Siento de nuevo sus fuertes brazos, su piel, su ternura.

-Saori?

-Sí?

-Gracias

-Por qué? Soy yo la que debería darte las gracias Seiya, me protegiste en la vida y en la muerte, eres la persona más cercana a mí y siempre lo serás, muchas gracias Seiya, y discúlpame por no haberte dejado vivir tu vida.

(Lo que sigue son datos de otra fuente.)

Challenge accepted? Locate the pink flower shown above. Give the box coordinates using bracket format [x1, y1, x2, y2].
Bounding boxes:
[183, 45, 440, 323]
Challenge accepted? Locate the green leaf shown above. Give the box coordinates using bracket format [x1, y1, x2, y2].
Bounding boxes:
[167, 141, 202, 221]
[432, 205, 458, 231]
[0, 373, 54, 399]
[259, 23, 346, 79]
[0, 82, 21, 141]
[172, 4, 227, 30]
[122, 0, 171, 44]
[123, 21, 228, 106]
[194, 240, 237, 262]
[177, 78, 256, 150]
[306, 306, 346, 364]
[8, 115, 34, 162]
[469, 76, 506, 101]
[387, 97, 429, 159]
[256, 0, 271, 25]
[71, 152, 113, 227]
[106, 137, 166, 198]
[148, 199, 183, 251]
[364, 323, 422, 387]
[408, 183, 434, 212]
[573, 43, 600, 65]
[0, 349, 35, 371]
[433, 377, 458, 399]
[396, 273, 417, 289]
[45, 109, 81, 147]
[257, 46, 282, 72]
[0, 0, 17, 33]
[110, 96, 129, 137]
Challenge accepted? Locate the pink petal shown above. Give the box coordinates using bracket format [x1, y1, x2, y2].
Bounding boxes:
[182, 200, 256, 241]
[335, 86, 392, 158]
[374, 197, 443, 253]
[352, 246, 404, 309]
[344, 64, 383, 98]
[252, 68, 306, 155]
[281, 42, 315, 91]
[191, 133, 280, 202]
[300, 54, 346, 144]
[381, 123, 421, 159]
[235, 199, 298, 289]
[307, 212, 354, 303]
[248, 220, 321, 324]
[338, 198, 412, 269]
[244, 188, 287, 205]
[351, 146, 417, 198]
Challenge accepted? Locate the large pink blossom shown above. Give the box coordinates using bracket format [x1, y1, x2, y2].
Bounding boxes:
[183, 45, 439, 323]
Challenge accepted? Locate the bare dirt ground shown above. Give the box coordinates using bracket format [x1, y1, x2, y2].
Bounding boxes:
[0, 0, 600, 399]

-Eres la persona que amo, y nunca te dejaré sola, siempre que me necesites llámame y allí estaré, sabes que puedes contar conmigo. Te doy las gracias Athena porque mi vida sin ti no habría sido nada, me permitiste estar junto a mis amigos, luchar a su lado, me permitiste estar contigo y eso es algo por lo que siempre estaré agradecido.

-Seiya...

-No llores, mi pequeña, no soporto verte llorar, eres libre ahora Saori, vive por mí, vive por los dos; el siglo XXI tiene muchas oportunidades para todos, incluso para la reencarnación de una diosa antigua.

-Seiya, yo...

-Lo sé Saori, sabes que yo también.

Siento su cuerpo desvanecerse entre mis brazos, en unos segundos me encuentro abrazándome a mi misma, su olor sigue conmigo, pero...

-SEIYA!

...Han pasado 4 años desde que perdí al amor de mi vida, reparto mi tiempo entre los estudios, la Fundación y el Santuario, estoy cumpliendo su deseo, viviendo por los dos, soy libre ahora, gracias a él. Las horribles pesadillas desaparecieron después de que acepté mi verdadera identidad, las Furias no me castigaban por haber roto el espejo, sino por no aceptar lo que era. A veces me pregunto que habrá pasado con Hefestos, nunca volvimos a sentir su presencia, tal vez haya vuelto a dormir para nuestro siguiente enfrentamiento, sé que nunca seré suya, porque mi corazón le pertenece a mi adorado Pegaso. Seiya, cuanto te amo...

FIN

NOTAS: Por fin terminé este fic! En primer lugar quiero pedir disculpas a todas aquellas personas que estaban esperando esta historia por demorarla, a Cielito Maligno que me estuvo afanando todas las vacaciones para que lo terminara, a todas las personas que me enviaban sus reviews y siempre les decía: ya casi está listo, ya casi, lo siento, espero no volverlo a hacer. Al mismo tiempo que les pido disculpas les agradezco por su apoyo, a Lula por sus consejos, a Vicky y a Lorena, a Greki, en fin, a todos por su enorme apoyo, también a Shun June por compartir sus fics conmigo y a Athenea y Hikaru por colocar mis fics en sus páginas. Tan sólo les dejo una inquietud: qué creen que habrá pasado con Hefestos? Si quieren escribir algún sidestory sobre esto es bienvenido, escríbanme: aclaraciones mitológicas: Sofía era conocida en Grecia como la personificación de la Sabiduría, pero también se le conoce como el lado femenino de Dios ( ref. "El mundo de Sofía"); un mito afirma que en una ocasión Hefestos le fabricó a Atenea unas armas, y cuando le estaba cobrando perdió los estribos y estuvo a punto de violarla, según algunas fuentes Hefestos estaba enamorado de la diosa, en mi fic él sabía perfectamente lo que estaba pasando, por eso al saludar al principio le dice "Atenea", es por eso que Saori le dice que él había ayudado a que ella conociera la verdad, si supuestamente sabía que Atenea estaba muerta, por qué se dirigía a Saori como tal?

Bueno, eso ha sido todo por hoy, muchísimas gracias de nuevo por su apoyo, Hasta la próxima!